Long Covid is a syndrome of complaints that can be attributed to a viral onslaught. Ant has stopped producing the white blood cells that fight a bacterial infection. He’s sustained damage to his body’s automatic system of controlling blood pressure, so has frequent falls. Claire has migraines, nausea, nerve damage, and a recent scare about the possible return of an old cancer. Their immune systems, which were all they had to fight Covid with, have been utterly ravaged.
Mentally they’re also struggling. “Our personalities have completely changed. Ant has lost his confidence, I’m constantly irritable. Our world has shrunk to just two rooms,” said Claire.
Like everyone with a disability, they feel invisible. A trip to the shops is a struggle, and people brush around them without thought. Both have been almost knocked to the ground by those who saw them as a slow-moving obstruction, rather than people who needed some extra time and space.
For a war correspondent and a health worker, who not long ago could diagnose and mend the world around them, riding high in helicopters and the estimation of others, it has been a short, and hard, fall to the bottom of the heap. And it is not helped by the world focusing on the dead, and people who obsess over their right to ignore the virus and its consequences.
There are 10 times more people with Long Covid in the UK than have died with the virus, yet these figures aren’t announced daily on the 6 o’clock news. There are new drugs being approved to help those on ICU wards, but not enough being done to understand the cause or cure for the likes of Ant and Claire.

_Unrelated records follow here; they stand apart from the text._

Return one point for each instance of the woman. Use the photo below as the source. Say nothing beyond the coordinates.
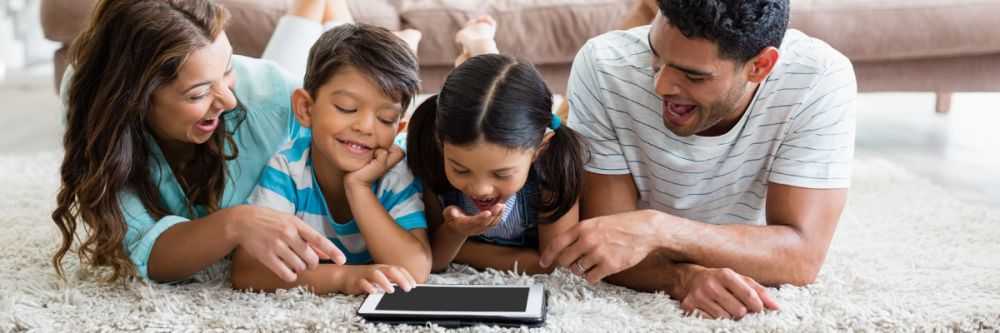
(164, 144)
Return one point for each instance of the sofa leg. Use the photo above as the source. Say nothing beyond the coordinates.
(944, 102)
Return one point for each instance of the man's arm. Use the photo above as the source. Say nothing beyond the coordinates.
(790, 249)
(706, 292)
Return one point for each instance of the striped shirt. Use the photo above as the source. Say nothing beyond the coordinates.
(797, 131)
(288, 185)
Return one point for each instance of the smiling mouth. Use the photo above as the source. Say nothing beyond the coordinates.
(481, 203)
(354, 147)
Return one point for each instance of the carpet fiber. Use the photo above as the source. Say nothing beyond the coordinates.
(906, 257)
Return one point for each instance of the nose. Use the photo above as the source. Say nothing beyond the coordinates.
(363, 123)
(225, 98)
(665, 84)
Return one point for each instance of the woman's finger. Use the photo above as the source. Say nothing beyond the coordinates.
(379, 278)
(319, 241)
(395, 274)
(367, 286)
(277, 266)
(290, 258)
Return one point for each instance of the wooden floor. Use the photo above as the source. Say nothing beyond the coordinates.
(959, 150)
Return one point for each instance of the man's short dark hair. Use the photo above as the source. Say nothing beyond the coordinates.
(374, 51)
(741, 28)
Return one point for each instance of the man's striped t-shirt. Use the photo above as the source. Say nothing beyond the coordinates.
(797, 131)
(288, 185)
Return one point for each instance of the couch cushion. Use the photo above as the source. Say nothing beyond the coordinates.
(542, 31)
(249, 30)
(865, 30)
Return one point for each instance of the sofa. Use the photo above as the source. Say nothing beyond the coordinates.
(895, 45)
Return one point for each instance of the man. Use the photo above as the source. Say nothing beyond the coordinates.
(722, 155)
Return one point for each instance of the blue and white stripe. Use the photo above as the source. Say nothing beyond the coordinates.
(798, 131)
(288, 185)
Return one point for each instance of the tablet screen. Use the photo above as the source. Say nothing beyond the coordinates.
(429, 298)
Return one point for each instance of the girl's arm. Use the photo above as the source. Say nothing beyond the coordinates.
(248, 273)
(482, 256)
(445, 241)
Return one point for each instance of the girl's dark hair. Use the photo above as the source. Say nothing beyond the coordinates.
(128, 49)
(498, 99)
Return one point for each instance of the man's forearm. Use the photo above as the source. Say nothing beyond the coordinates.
(656, 273)
(770, 254)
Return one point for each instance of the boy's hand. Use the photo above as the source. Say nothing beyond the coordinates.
(364, 278)
(459, 220)
(368, 174)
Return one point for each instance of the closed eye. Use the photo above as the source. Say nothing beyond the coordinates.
(694, 80)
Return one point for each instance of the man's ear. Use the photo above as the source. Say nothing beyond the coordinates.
(545, 142)
(761, 65)
(302, 106)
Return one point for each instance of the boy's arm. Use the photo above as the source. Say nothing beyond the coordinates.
(387, 241)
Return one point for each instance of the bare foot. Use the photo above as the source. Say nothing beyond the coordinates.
(337, 10)
(477, 38)
(411, 37)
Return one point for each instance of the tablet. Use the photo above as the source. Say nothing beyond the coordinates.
(458, 305)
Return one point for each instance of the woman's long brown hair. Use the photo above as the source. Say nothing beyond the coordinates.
(128, 49)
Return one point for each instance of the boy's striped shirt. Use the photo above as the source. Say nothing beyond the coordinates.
(288, 185)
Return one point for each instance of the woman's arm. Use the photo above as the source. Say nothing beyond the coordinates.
(481, 256)
(248, 273)
(282, 241)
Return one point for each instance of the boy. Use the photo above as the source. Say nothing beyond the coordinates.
(345, 180)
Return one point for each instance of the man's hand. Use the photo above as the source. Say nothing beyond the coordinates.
(720, 293)
(381, 163)
(603, 245)
(460, 221)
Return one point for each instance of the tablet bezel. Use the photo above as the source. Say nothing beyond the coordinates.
(536, 298)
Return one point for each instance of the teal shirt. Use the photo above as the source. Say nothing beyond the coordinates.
(265, 90)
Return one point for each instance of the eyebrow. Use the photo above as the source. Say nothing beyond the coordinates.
(497, 170)
(675, 66)
(199, 84)
(355, 96)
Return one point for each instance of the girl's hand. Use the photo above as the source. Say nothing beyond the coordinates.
(281, 241)
(368, 174)
(459, 220)
(364, 278)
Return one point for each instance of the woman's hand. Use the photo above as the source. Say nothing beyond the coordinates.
(364, 278)
(460, 221)
(281, 241)
(381, 163)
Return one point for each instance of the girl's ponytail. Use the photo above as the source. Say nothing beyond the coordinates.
(561, 164)
(424, 157)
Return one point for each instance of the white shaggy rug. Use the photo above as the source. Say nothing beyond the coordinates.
(906, 257)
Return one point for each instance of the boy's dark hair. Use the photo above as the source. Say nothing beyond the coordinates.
(497, 99)
(375, 51)
(741, 28)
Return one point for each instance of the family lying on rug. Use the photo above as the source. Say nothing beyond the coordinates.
(705, 155)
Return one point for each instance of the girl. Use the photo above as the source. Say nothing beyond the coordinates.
(500, 162)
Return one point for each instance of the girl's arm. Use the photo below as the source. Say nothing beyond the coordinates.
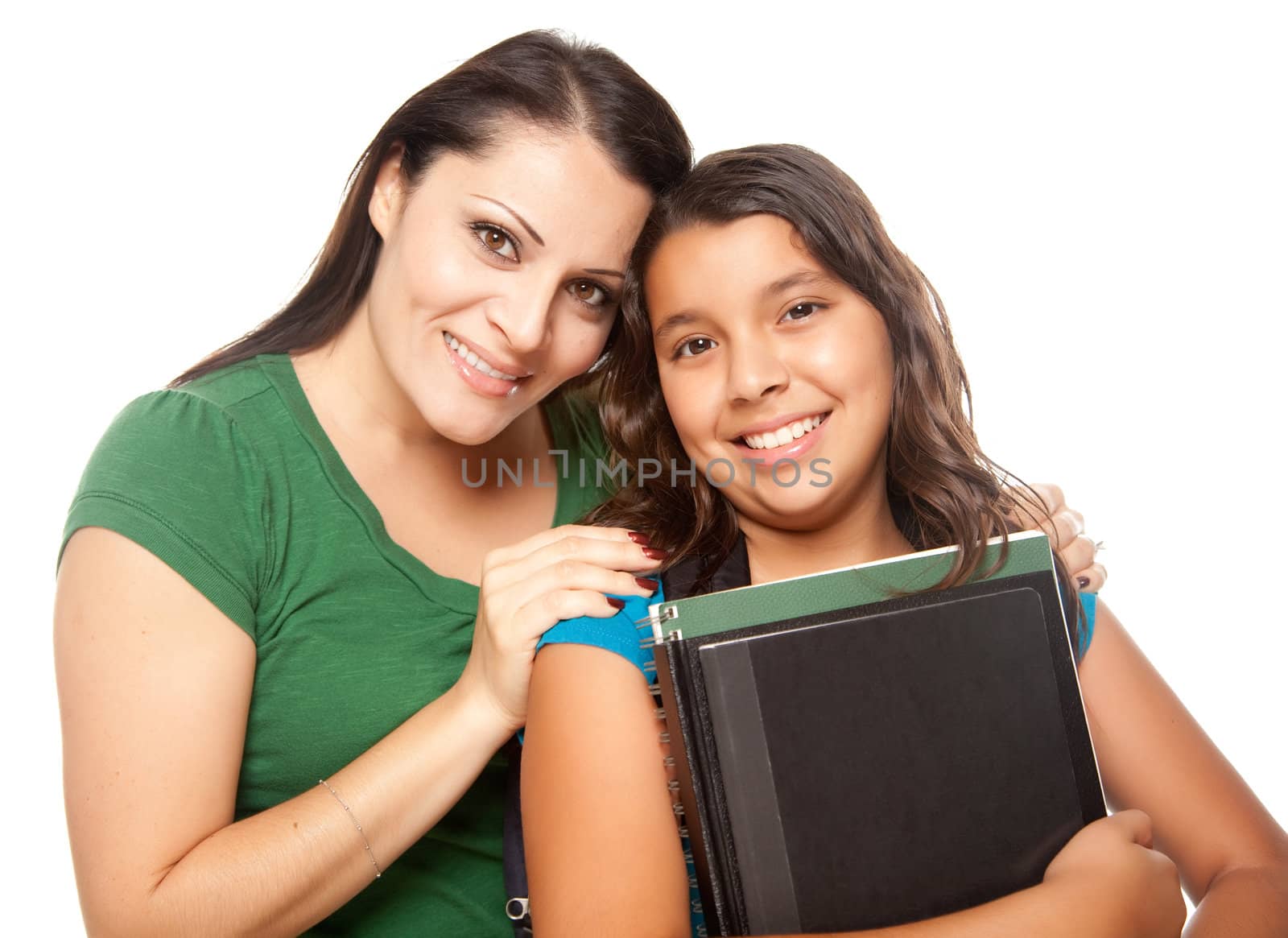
(603, 854)
(1232, 856)
(155, 687)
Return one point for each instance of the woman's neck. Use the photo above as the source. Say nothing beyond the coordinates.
(867, 532)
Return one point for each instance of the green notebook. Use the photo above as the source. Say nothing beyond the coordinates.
(856, 749)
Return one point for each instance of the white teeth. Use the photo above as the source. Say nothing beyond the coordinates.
(473, 360)
(783, 435)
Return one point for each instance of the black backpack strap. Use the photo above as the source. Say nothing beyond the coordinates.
(512, 845)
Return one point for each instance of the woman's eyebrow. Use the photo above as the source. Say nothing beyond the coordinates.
(515, 216)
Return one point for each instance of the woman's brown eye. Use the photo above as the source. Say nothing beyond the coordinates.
(496, 240)
(589, 293)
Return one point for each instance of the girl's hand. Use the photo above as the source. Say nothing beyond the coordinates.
(1118, 882)
(1064, 527)
(528, 586)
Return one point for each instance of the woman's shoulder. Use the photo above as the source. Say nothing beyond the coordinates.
(214, 412)
(575, 424)
(180, 473)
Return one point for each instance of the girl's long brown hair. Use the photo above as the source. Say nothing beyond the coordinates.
(540, 77)
(942, 486)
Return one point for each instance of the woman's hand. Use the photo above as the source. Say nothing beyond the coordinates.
(1064, 527)
(528, 586)
(1126, 886)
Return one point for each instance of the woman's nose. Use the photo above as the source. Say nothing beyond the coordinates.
(523, 317)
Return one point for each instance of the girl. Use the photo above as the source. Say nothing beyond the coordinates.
(770, 319)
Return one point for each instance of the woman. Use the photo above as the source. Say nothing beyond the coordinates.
(272, 570)
(291, 630)
(770, 317)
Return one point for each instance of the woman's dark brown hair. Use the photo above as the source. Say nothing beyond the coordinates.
(540, 77)
(942, 486)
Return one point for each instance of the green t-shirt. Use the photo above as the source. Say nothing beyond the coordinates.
(233, 483)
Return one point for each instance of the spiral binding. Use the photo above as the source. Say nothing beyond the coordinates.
(654, 625)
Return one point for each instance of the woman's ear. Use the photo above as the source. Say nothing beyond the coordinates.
(386, 197)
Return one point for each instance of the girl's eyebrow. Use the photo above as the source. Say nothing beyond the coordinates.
(782, 285)
(513, 214)
(795, 280)
(673, 322)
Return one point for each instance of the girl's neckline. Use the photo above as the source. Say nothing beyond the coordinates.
(442, 589)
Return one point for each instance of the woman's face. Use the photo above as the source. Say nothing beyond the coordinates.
(766, 356)
(499, 277)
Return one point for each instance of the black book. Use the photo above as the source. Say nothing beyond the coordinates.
(856, 750)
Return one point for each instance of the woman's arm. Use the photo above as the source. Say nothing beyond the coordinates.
(1232, 856)
(603, 853)
(155, 688)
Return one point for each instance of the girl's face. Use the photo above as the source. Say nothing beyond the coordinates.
(766, 357)
(499, 277)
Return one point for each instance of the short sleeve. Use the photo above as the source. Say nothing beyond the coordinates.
(1088, 609)
(622, 634)
(177, 476)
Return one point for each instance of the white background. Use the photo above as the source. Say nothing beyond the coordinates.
(1098, 192)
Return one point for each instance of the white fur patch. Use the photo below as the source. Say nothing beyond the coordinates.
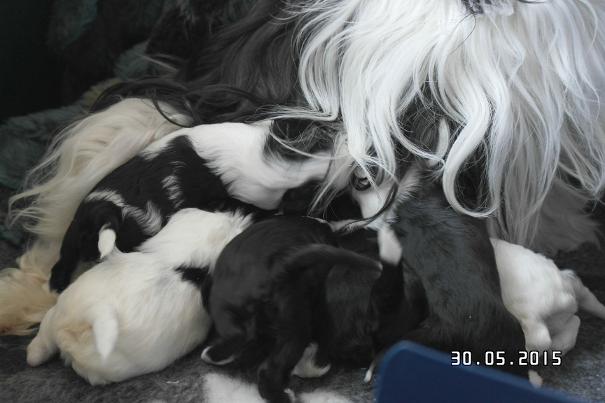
(80, 156)
(107, 241)
(133, 313)
(107, 195)
(149, 219)
(389, 246)
(544, 299)
(206, 358)
(369, 62)
(173, 188)
(306, 368)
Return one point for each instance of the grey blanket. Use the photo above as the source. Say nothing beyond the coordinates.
(189, 379)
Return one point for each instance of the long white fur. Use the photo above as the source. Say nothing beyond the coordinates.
(544, 299)
(522, 80)
(133, 313)
(80, 156)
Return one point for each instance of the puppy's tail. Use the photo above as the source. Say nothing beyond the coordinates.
(587, 301)
(105, 328)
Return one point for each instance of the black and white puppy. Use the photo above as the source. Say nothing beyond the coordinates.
(212, 167)
(453, 260)
(286, 280)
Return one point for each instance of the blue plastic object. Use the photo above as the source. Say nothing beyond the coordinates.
(416, 374)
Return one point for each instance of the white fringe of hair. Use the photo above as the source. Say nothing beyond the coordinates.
(78, 159)
(522, 81)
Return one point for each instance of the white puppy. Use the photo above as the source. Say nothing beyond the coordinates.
(137, 312)
(543, 298)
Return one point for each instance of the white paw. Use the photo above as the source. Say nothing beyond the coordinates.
(306, 367)
(389, 246)
(206, 358)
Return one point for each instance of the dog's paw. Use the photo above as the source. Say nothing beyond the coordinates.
(209, 356)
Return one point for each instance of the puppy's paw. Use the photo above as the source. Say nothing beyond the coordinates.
(307, 366)
(213, 357)
(389, 246)
(37, 353)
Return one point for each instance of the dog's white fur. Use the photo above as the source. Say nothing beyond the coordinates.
(91, 149)
(522, 84)
(134, 313)
(543, 298)
(79, 157)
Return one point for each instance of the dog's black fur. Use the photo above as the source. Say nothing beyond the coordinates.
(453, 261)
(139, 182)
(286, 280)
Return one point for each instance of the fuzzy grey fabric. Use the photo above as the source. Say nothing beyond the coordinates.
(582, 373)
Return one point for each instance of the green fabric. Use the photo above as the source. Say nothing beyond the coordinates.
(69, 20)
(24, 139)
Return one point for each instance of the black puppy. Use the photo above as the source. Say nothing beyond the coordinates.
(453, 262)
(211, 167)
(285, 279)
(133, 203)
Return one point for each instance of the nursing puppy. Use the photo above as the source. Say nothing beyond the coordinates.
(544, 299)
(213, 167)
(453, 260)
(285, 280)
(137, 312)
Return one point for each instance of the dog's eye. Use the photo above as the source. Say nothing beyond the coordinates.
(360, 183)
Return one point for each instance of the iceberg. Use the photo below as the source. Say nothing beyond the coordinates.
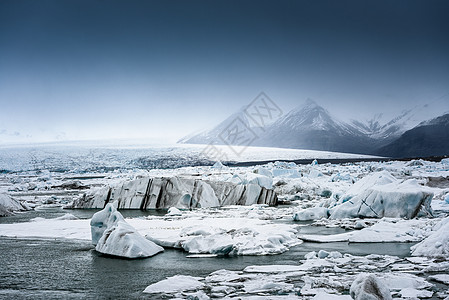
(175, 284)
(397, 199)
(112, 235)
(435, 245)
(312, 213)
(8, 205)
(369, 287)
(182, 192)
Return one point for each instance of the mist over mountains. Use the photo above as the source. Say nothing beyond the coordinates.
(415, 132)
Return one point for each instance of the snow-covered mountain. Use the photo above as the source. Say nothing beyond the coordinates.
(310, 126)
(217, 134)
(381, 128)
(429, 138)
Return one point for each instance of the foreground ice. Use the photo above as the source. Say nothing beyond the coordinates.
(223, 236)
(112, 235)
(8, 205)
(184, 192)
(369, 277)
(367, 287)
(384, 231)
(381, 195)
(437, 244)
(226, 233)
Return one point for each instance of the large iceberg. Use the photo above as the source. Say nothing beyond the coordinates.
(112, 235)
(181, 192)
(381, 195)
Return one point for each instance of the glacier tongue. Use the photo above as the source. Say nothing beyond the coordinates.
(183, 192)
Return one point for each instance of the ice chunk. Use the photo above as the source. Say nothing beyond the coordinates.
(112, 235)
(312, 213)
(437, 244)
(374, 179)
(183, 192)
(396, 200)
(102, 220)
(325, 296)
(175, 284)
(173, 211)
(8, 205)
(369, 287)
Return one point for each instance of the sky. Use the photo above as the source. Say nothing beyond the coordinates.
(96, 69)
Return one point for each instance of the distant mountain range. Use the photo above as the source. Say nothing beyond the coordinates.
(413, 133)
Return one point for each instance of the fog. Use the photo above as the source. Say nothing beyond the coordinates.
(77, 70)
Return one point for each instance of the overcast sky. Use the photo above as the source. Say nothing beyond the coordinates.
(131, 69)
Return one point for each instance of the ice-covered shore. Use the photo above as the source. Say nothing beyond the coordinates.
(376, 202)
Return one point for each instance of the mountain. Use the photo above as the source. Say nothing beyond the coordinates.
(217, 135)
(310, 126)
(429, 138)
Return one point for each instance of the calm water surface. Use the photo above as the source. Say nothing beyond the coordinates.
(67, 269)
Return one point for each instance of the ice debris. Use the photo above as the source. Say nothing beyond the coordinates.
(369, 287)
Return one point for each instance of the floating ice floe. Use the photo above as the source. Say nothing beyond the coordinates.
(183, 192)
(175, 284)
(312, 213)
(321, 279)
(384, 231)
(437, 244)
(223, 236)
(368, 286)
(388, 197)
(112, 235)
(8, 205)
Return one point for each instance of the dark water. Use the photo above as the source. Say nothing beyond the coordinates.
(65, 269)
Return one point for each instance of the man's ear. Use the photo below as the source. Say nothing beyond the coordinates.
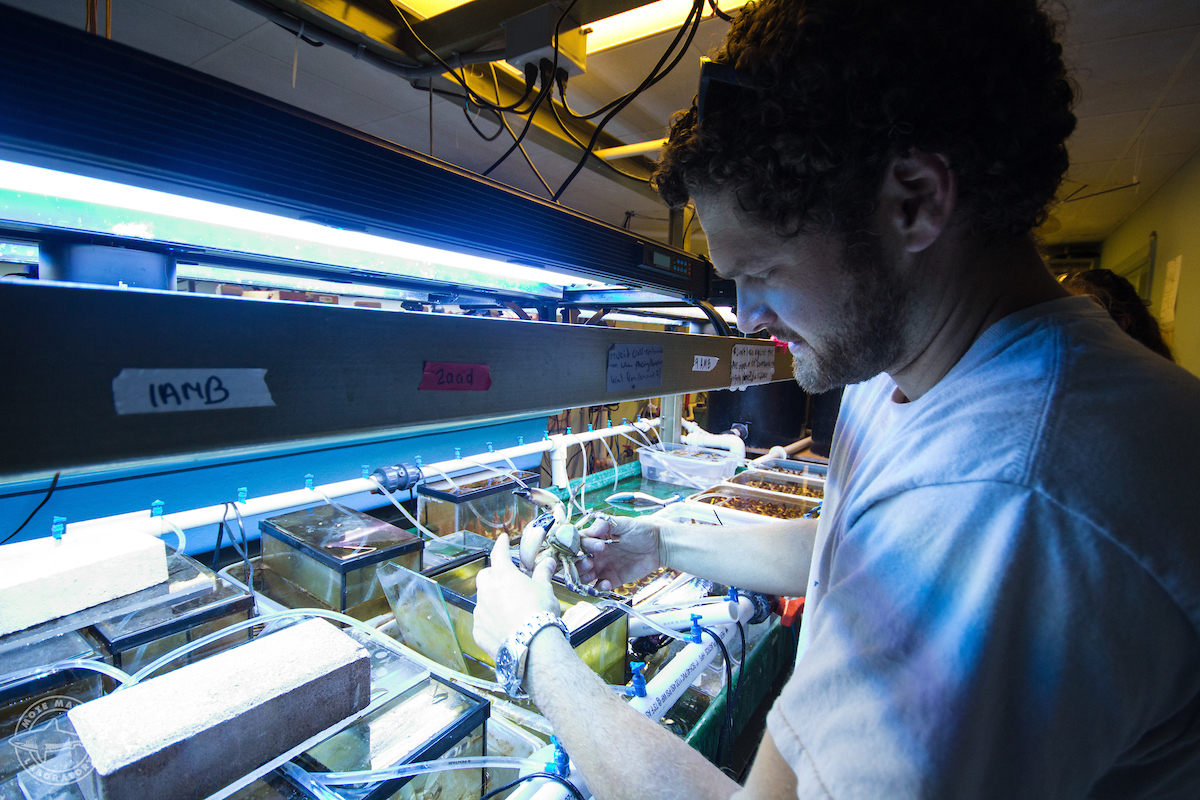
(918, 196)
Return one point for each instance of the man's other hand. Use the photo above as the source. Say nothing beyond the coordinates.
(622, 549)
(505, 596)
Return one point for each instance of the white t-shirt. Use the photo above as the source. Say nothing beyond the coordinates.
(1005, 600)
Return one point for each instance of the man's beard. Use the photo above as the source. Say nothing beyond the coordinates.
(869, 335)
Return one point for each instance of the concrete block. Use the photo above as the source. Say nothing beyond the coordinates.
(42, 579)
(198, 728)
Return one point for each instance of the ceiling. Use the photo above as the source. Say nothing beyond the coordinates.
(1134, 60)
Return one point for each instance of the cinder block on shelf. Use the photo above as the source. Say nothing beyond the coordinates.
(198, 728)
(43, 578)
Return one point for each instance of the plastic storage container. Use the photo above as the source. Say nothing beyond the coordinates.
(199, 603)
(789, 483)
(792, 467)
(429, 721)
(481, 503)
(599, 638)
(330, 553)
(687, 464)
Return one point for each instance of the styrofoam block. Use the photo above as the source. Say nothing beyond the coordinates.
(43, 578)
(198, 728)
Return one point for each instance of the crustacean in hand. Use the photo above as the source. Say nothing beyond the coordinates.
(552, 535)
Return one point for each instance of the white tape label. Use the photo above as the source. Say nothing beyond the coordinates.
(751, 365)
(634, 366)
(157, 391)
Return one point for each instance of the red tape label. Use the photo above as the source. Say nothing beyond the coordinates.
(447, 377)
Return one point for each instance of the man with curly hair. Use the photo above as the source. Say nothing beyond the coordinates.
(1003, 588)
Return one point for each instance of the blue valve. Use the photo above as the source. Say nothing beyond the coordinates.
(562, 763)
(639, 683)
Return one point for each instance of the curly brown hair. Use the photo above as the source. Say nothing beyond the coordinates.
(841, 86)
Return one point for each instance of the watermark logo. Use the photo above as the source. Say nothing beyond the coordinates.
(47, 746)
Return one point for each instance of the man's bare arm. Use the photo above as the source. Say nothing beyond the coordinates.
(772, 558)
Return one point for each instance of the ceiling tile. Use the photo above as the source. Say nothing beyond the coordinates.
(1126, 73)
(271, 77)
(223, 17)
(1091, 20)
(340, 68)
(1102, 138)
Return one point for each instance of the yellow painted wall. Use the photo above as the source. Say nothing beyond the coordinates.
(1174, 212)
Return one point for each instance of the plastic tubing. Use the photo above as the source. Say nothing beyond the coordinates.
(605, 602)
(420, 528)
(300, 613)
(119, 675)
(179, 534)
(421, 768)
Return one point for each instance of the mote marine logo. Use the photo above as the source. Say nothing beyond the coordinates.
(47, 746)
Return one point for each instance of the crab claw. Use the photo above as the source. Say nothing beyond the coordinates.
(532, 539)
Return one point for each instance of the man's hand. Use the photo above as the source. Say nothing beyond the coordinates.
(622, 549)
(505, 596)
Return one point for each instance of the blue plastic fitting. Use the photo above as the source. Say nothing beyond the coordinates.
(562, 763)
(637, 687)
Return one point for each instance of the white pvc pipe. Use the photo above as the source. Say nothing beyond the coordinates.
(679, 619)
(142, 521)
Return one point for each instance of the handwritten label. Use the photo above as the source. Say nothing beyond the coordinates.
(449, 377)
(635, 366)
(750, 365)
(159, 391)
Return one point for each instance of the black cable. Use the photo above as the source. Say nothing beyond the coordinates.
(694, 18)
(462, 82)
(720, 13)
(549, 776)
(504, 122)
(729, 696)
(583, 146)
(45, 500)
(533, 112)
(652, 78)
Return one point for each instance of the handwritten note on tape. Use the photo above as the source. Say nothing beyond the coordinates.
(159, 391)
(635, 366)
(449, 377)
(750, 365)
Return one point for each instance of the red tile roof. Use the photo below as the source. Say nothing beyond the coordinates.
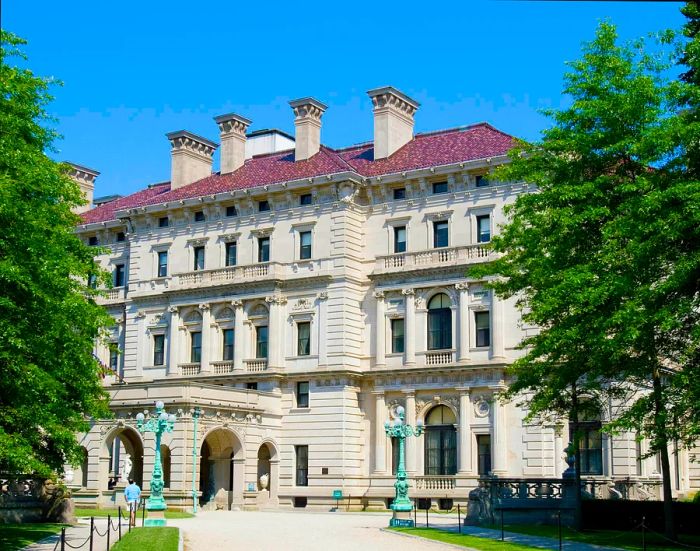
(434, 149)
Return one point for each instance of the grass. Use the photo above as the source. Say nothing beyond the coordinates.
(155, 538)
(464, 541)
(613, 538)
(18, 536)
(79, 512)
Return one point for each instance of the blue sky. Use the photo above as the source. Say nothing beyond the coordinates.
(133, 71)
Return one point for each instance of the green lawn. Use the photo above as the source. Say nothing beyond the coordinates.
(18, 536)
(156, 538)
(613, 538)
(125, 513)
(465, 541)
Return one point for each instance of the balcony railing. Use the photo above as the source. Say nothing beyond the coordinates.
(223, 367)
(257, 364)
(434, 482)
(190, 369)
(432, 258)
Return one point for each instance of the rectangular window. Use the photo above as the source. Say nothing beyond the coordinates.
(440, 234)
(263, 249)
(439, 187)
(397, 336)
(231, 253)
(303, 394)
(399, 239)
(482, 323)
(199, 258)
(228, 345)
(302, 465)
(162, 263)
(304, 245)
(158, 349)
(481, 181)
(303, 338)
(196, 347)
(261, 341)
(483, 446)
(483, 228)
(113, 358)
(119, 275)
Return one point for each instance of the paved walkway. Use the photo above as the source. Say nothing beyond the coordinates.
(78, 534)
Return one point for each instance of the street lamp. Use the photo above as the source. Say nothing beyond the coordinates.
(158, 424)
(402, 505)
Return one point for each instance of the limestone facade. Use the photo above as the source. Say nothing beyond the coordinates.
(284, 323)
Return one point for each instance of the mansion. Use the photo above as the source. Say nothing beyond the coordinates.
(284, 306)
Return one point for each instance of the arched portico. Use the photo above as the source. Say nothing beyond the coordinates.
(221, 470)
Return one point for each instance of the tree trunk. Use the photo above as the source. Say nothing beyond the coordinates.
(661, 442)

We have mapped and understood the genome of Covid-19, created microscopically-tailored vaccines to fight it, but remain befuddled by our own bodies’ reaction to the disease. And there’s no excuse, because post-infection, multi-system syndromes are common after viral infections, and were seen after flu epidemics in 1889 and 1918.
Billions of pounds have been found to save the lives of the healthy, but less is available to improve those of the sick, especially those society chooses not to see.
Some people are recovering from Long Covid, with rehabilitation to improve their energy levels. Some relapse. Ant and Claire are better today than they were a few months ago, but doubt they’ll ever be as they once were. One thing that’s given them hope is starting a blog, www.longcoviddiary.com, detailing their struggles and victories, compiling research, and building a community of Long Covidians who can help each other.
A massive part of recovery from any illness or trauma is recognition of others. The social worker who told Ant he was “just a bit tired” and didn’t merit home care set him back, and the regular airing of idiotic opinions from anti-vaxxers claiming to be victims sends them into a tailspin of fury.
Ant and Claire caught Covid 2 months before they qualified for the vaccine. They had their jabs as soon as they could. They’ll have their boosters, too. They hope it will help.
The selfish should remember they’ll be paying for the healthcare and benefits of people like Ant and Claire for decades to come. And those who think the virus hurts only the sick and ill should think about the fact that, of 20,000 adults who tested positive in the UK, 14% went on to develop Long Covid.
It’s most common in women, and the middle-aged. Almost 10% of children aged 2 – 11 who’ve had symptoms had them for more than 5 weeks and, as anti-vaxxers are fond of saying, we don’t know the long-term effects.
You CAN rely on your natural immune system, but Ant and Claire prove that your immune system is relying on YOU .
That means wearing a mask, washing your hands, opening a window, getting vaccinated, and not being an idiot at Christmas parties. Only the virus would complain that those things are a restriction, rather than a safety measure no different to wearing a seatbelt. After all, no matter how safely your drive, some idiot can always crash into you.
And remember: if everyone was vaccinated, we wouldn’t need Plan B.